Marie Sinclair, Countess of Caithness (1830 - 2 November 1895), formerly Marie (or Maria) de Mariategui, was a British aristocrat of Spanish descent who married, as his second wife, James Sinclair, 14th Earl of Caithness. She is particularly remembered for her interest in spiritualism and theosophy and her association with Helena Blavatsky, whose occult successor she claimed to be.

She was born in London, the daughter of a Spanish nobleman, Don José de Mariategui, and his English wife, who was descended from the Earl of Northampton.

Her first husband was General Count de Medina Pomar, by whom she had one son, Emmanuel. On his death in 1868, she inherited a considerable fortune. She married the Earl of Caithness, by then a widower, on 6 March 1872 in Edinburgh; they had no children. The earl died in 1881.

In Britain, Marie became interested in spiritualism, attending seances hosted by Florence Cook and taking an interest in the work of Allan Kardec. She joined the New York Theosophical Society in 1876, and gave financial support to assist in the expansion of theosophy in France. She met Madame Blavatsky in 1884, when the latter came to France. In 1889, and perhaps earlier, she was President of the Société Théosophique d'Orient et d'Occident.

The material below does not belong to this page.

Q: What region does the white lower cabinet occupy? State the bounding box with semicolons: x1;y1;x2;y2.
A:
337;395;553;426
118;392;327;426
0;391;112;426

The countess was created Duchess of Pomar by Pope Leo XIII in 1879. In her later years she lived on the Avenue de Wagram in Paris, laying out the rooms like those at Holyrood Palace in recognition of the connection she felt with Mary, Queen of Scots. She claimed that the queen's spirit had told her that "Men are asleep over the material triumphs they are crowning their brows with, or so buried among the burdens of life, they cannot be still and listen to the voice of Deific forces."

Following her death, her son from her first marriage inherited the dukedom of Medina Pomar.